Estrogen, MICA and MICB contents in sera and tumor culture supernatants were quantified using the E2 ELISA assay kit (Assay Design & Stressgen, Ann Arbor, Michigan, USA ), MICA ELISA assay kit (Abcam, Cambridge, MA, USA) and MICB ELISA assay kit (Abcam, Cambridge, MA, USA), respectively. All assays were performed in duplicate.

Immunohistochemistry assay

Immunohistochemistry was performed by the National Engineering Center for Biochip at Shanghai (China). The anti-human MICA/B antibodies (Biolegend, San Diego, California, USA ) or anti-human aromatase antibodies (Epitomics Inc., Burlingame, California, USA) were used for immunohistochemistry. Staining with1% BSA instead of primary antibodies was used as negative control sections. Cells from five different microscope fields of each stained tissue were used to quantitate positive cells.

Flow cytometry analysis

LTEP-a2 and A549 were collected and washed with PBS. 1.5×106 cells were incubated under saturating PE anti-human MICA/B (eBioscience, San Diego, California, USA ) at 4 C for 30 min following the standard procedure. Labeled cells were analyzed on a FACSCalibur flow cytometer using the Cell Quest software (Becton Dickinson, Franklin Lakes, New Jersey USA ) or FlowJo software (Tree star, Ashland, North Carolina, USA).

Western blot analysis

LTEP-a2 and A549 cells were lysed in an ice-cold buffer (150 mM NaCl, 0.02% NaN3, 0.1% SDS, 50 mM TrisCl, pH 8.0, 100 µg/ml phenylmethylsufonyl fluoride, 1 µg/ml Aprotinin, 1% Triton) for 30 min. The cells lysates were collected, and the concentrations were measured using the BCA Protein Assay Reagent Kit (Beyotime, Shanghai, China). Fifty micrograms of lysate were then separated by 12% SDS–PAGE gel and transferred onto PVDF membranes (Roche, Penzberg, Upper Bavaria, Germany).

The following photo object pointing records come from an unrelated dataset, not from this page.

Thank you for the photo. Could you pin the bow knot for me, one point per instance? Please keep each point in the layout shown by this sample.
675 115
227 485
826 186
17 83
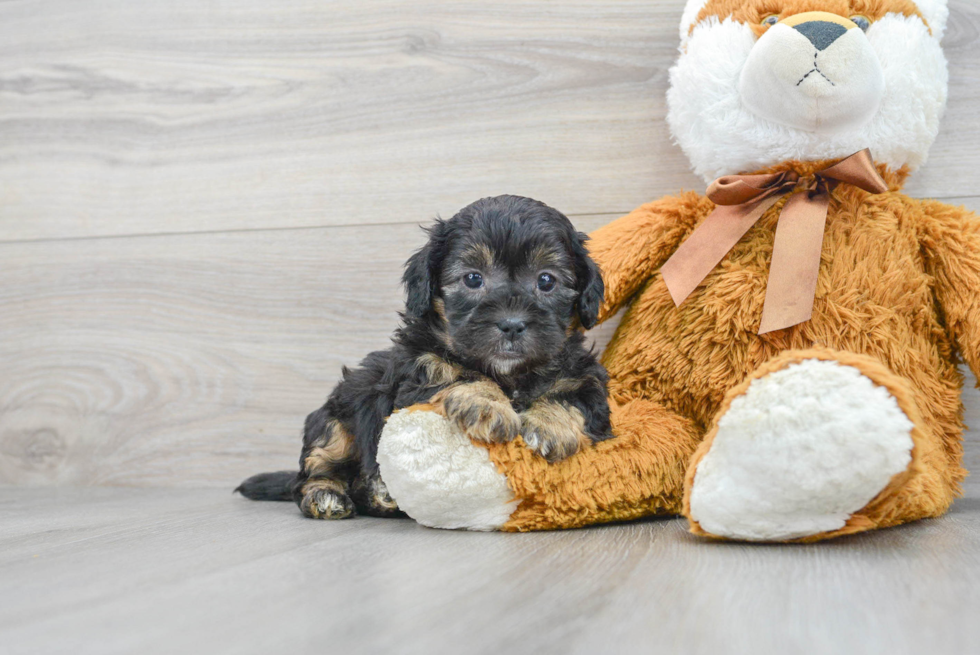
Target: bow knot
740 201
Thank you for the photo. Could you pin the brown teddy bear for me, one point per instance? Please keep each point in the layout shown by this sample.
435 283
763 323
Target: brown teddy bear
786 366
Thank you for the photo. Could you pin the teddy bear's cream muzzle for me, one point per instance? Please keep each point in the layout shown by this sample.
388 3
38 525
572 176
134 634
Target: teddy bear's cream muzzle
813 71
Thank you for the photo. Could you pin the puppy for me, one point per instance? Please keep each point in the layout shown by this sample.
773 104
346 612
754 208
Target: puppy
490 335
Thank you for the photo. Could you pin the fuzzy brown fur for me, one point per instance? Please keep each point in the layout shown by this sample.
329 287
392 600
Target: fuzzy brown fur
898 296
751 13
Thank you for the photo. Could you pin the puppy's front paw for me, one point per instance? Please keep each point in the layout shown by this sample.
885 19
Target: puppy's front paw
482 411
553 430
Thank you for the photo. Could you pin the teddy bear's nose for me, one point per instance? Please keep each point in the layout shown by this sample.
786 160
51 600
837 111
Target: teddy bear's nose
821 33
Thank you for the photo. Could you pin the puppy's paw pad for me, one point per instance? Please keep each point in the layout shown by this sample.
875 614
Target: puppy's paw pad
482 416
327 504
553 431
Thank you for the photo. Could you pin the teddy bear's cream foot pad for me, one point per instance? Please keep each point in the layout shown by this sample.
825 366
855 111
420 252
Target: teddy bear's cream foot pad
438 478
801 450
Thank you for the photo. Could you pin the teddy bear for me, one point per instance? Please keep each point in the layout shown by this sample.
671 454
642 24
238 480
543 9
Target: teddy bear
785 368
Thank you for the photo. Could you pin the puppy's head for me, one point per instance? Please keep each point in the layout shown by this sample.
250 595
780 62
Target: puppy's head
505 281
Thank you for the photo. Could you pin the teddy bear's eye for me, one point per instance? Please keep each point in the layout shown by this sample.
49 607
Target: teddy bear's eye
861 21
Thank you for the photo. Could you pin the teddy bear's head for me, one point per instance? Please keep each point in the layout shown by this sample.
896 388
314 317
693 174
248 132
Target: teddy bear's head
759 82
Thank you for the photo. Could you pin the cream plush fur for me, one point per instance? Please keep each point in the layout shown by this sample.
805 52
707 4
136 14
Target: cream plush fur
805 434
799 452
438 477
726 121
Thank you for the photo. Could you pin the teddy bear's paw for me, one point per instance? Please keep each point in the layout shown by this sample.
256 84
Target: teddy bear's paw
439 477
552 431
326 500
799 452
482 411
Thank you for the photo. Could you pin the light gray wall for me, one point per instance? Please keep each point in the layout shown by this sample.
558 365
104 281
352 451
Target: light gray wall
204 207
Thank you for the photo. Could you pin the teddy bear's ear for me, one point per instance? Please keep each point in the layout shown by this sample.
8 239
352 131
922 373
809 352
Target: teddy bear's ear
936 12
690 15
421 275
590 286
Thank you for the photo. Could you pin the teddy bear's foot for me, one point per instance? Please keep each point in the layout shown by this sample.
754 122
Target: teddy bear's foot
797 451
438 477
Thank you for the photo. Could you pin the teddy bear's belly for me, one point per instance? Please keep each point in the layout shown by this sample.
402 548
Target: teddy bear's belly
873 297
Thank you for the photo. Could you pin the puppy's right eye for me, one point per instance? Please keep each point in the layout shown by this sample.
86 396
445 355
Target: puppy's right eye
473 280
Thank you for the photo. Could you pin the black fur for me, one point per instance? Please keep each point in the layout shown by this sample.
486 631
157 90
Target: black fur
459 329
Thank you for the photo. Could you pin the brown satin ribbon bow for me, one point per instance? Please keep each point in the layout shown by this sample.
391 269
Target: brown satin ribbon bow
741 201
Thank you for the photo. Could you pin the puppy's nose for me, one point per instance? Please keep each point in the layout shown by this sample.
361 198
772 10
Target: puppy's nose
821 33
512 327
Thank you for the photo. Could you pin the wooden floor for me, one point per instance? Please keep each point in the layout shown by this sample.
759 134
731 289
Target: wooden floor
202 571
204 211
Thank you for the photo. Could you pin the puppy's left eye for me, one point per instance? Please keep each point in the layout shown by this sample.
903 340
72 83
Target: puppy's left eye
546 282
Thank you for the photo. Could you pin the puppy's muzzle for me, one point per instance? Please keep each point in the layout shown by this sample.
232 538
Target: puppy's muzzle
512 327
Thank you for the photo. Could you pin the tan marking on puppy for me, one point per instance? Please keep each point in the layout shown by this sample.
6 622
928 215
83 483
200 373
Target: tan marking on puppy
439 307
478 255
338 447
545 257
442 333
554 430
438 370
481 410
326 499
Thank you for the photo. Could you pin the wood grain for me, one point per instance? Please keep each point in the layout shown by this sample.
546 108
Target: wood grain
145 118
204 211
165 571
189 360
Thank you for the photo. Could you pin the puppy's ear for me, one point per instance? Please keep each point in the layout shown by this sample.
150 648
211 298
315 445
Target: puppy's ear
421 278
590 286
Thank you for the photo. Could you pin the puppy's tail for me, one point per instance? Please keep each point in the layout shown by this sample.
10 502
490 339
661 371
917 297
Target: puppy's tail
269 486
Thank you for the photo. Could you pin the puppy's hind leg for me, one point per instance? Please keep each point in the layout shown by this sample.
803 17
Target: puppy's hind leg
328 464
371 497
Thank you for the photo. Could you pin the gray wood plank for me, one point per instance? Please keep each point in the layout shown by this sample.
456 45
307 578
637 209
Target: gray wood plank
139 118
191 360
185 359
163 571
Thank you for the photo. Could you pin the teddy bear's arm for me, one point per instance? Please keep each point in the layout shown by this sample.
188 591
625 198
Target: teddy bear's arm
950 241
631 249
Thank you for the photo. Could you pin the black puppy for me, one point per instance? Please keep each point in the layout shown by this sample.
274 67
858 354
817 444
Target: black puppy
490 335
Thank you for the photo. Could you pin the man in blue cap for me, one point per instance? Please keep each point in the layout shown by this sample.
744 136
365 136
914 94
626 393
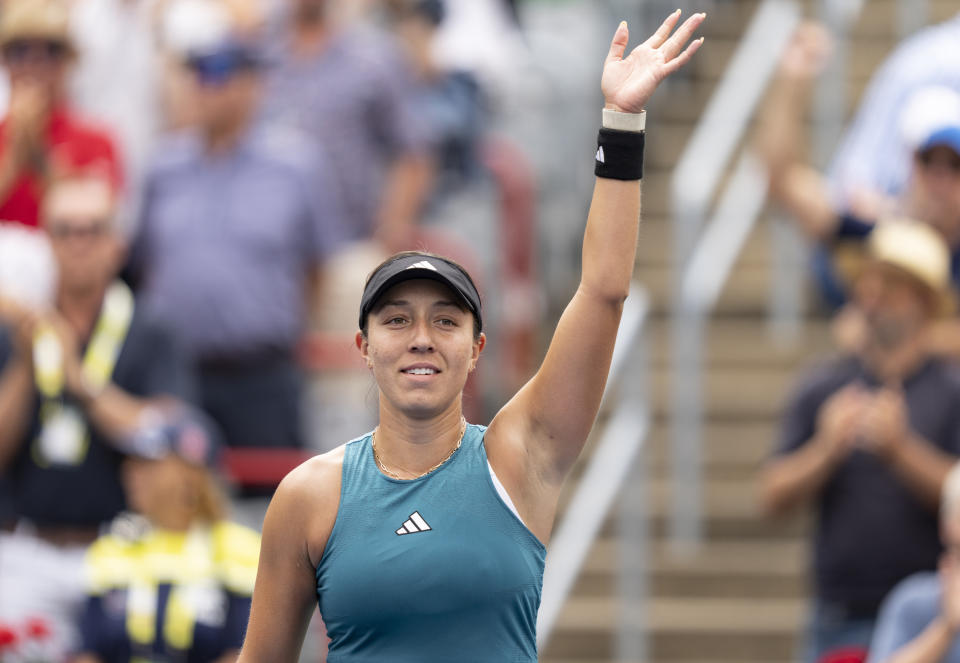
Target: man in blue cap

After blocking in TBST-containing 2% BSA for 1 h, antibodies specific for ADAM17 (1∶500; Santa Cruz, Dallas, Texas, USA), GAPDH (1∶2000; Cell Signaling Technology, Inc., Danvers, MA, USA) and HRP-conjugated goat anti-rabbit secondary antibodies (1∶1000; Promab, Richmond, CA , USA ) were used. The protein bands were detected by the enhanced chemiluminescence reaction (Kibbutz Beit Haemek, D.N. Oshrat, Israel), and the intensity of each band was quantified by Quantity One software.

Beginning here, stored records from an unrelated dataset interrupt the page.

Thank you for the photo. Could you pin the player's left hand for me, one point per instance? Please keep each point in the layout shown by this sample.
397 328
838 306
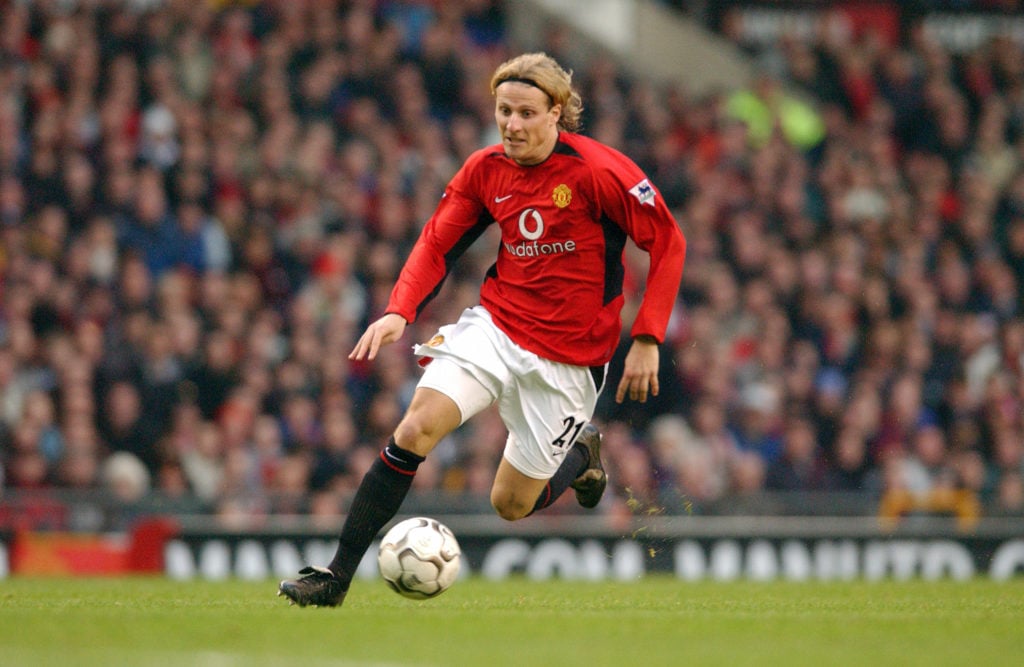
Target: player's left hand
639 371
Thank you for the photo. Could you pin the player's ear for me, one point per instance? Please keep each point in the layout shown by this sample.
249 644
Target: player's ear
556 113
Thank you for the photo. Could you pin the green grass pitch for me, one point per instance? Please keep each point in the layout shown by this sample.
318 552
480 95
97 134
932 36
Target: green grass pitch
655 621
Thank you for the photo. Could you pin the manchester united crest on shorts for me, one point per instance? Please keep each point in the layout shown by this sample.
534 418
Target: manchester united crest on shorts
562 196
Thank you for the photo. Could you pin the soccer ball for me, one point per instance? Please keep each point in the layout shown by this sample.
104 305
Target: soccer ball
419 557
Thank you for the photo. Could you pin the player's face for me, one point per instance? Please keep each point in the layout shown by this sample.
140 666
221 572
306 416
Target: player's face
527 121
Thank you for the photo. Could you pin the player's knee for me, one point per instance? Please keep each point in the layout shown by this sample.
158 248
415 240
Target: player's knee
417 434
509 508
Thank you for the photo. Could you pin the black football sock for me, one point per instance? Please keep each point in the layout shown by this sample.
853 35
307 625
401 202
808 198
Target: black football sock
576 462
380 494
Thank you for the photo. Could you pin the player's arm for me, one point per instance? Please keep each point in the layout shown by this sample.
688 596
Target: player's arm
630 198
385 330
639 371
457 222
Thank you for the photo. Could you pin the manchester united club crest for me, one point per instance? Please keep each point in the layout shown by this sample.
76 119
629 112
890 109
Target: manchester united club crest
562 196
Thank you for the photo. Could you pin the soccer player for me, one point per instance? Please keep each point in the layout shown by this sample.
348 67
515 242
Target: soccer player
548 323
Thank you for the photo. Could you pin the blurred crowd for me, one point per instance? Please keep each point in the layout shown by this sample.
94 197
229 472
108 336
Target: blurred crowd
202 206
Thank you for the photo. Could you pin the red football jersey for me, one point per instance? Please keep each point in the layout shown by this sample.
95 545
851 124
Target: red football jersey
556 287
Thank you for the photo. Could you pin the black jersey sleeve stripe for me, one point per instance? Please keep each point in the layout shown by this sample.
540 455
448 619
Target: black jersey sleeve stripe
614 243
456 251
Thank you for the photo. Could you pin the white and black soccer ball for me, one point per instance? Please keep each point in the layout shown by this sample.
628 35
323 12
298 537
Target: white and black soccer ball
419 557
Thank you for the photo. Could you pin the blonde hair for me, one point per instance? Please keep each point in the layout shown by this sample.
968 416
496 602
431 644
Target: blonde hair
541 71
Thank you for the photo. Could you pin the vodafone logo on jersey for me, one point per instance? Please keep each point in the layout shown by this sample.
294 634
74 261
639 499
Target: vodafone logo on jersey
531 228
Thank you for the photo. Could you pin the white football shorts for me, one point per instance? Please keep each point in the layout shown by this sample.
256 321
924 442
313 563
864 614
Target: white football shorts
544 404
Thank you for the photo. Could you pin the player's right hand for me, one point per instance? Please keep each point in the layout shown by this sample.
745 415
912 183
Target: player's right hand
386 330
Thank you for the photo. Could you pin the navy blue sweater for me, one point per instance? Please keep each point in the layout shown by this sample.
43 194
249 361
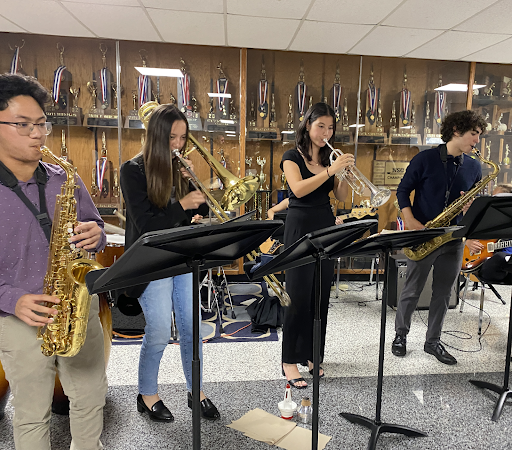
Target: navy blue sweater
427 177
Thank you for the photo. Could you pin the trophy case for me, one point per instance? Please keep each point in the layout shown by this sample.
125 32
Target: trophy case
492 98
244 107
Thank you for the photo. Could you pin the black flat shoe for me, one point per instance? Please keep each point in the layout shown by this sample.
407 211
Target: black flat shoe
321 368
208 409
157 413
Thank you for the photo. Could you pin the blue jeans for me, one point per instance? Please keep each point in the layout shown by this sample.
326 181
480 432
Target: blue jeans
157 303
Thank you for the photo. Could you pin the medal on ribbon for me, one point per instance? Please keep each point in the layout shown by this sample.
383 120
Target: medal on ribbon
57 80
405 98
143 88
15 61
372 102
184 83
301 99
222 88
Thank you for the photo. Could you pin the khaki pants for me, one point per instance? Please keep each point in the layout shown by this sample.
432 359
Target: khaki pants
31 376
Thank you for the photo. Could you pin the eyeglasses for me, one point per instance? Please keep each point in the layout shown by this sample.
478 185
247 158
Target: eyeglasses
26 128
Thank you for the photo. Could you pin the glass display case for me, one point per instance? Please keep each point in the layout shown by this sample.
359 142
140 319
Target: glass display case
491 97
244 107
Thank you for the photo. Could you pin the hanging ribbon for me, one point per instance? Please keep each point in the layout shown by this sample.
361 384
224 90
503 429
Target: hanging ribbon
101 167
336 101
57 79
185 91
222 88
440 105
15 61
104 85
143 88
263 92
301 98
372 103
406 105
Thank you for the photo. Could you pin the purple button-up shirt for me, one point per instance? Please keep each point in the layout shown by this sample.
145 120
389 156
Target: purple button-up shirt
23 245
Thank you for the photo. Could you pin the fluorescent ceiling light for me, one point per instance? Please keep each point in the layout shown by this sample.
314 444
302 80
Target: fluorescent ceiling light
458 87
155 71
217 94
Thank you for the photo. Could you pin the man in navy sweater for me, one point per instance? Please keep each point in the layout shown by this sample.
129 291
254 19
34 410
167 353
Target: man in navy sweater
437 176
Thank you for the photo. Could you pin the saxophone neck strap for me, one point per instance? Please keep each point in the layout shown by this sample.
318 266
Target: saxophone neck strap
8 179
458 162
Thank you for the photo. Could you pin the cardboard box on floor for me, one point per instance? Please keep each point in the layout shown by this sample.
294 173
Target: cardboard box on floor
265 427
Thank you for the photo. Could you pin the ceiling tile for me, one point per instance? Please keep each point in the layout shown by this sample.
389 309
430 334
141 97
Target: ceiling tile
115 22
107 2
9 27
189 27
285 9
260 32
485 21
216 6
349 11
498 53
328 37
454 45
391 41
435 14
43 17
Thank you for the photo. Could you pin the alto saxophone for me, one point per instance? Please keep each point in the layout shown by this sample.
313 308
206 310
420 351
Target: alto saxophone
450 212
65 275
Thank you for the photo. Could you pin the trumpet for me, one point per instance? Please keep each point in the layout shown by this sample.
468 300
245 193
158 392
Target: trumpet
358 182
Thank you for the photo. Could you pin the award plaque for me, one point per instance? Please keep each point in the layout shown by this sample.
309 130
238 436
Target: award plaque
218 115
60 111
388 173
105 201
343 134
100 89
373 133
132 120
186 103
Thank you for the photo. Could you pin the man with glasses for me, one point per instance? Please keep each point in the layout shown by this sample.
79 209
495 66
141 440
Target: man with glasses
28 189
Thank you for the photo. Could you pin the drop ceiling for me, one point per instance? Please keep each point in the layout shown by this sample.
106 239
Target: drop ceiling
458 30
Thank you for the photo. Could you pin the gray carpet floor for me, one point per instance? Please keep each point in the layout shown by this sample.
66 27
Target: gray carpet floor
418 391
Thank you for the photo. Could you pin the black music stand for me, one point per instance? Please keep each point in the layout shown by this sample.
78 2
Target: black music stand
313 248
385 243
177 251
491 218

Small interfering RNAs transfection targeting ADAM17

Approximately 3×106 cells/well were cultured in 12-well plates and transfected with either ADAM17-siRNA (100 nM) or negative control siRNA (100 nM) using Lipofectamine 2000 (Invitrogen), according to the manufacturer's instructions. The specific RNAi sequence for human ADAM17 was synthesized by RiboBio (Co Ltd, Guangzhou, China). Forty-eight hours after transfection, the cells were collected and treated with estrogen. The cells and supernatants were harvested at appropriate times with estrogen for flow analysis, quantitative real-time PCR and ELISA.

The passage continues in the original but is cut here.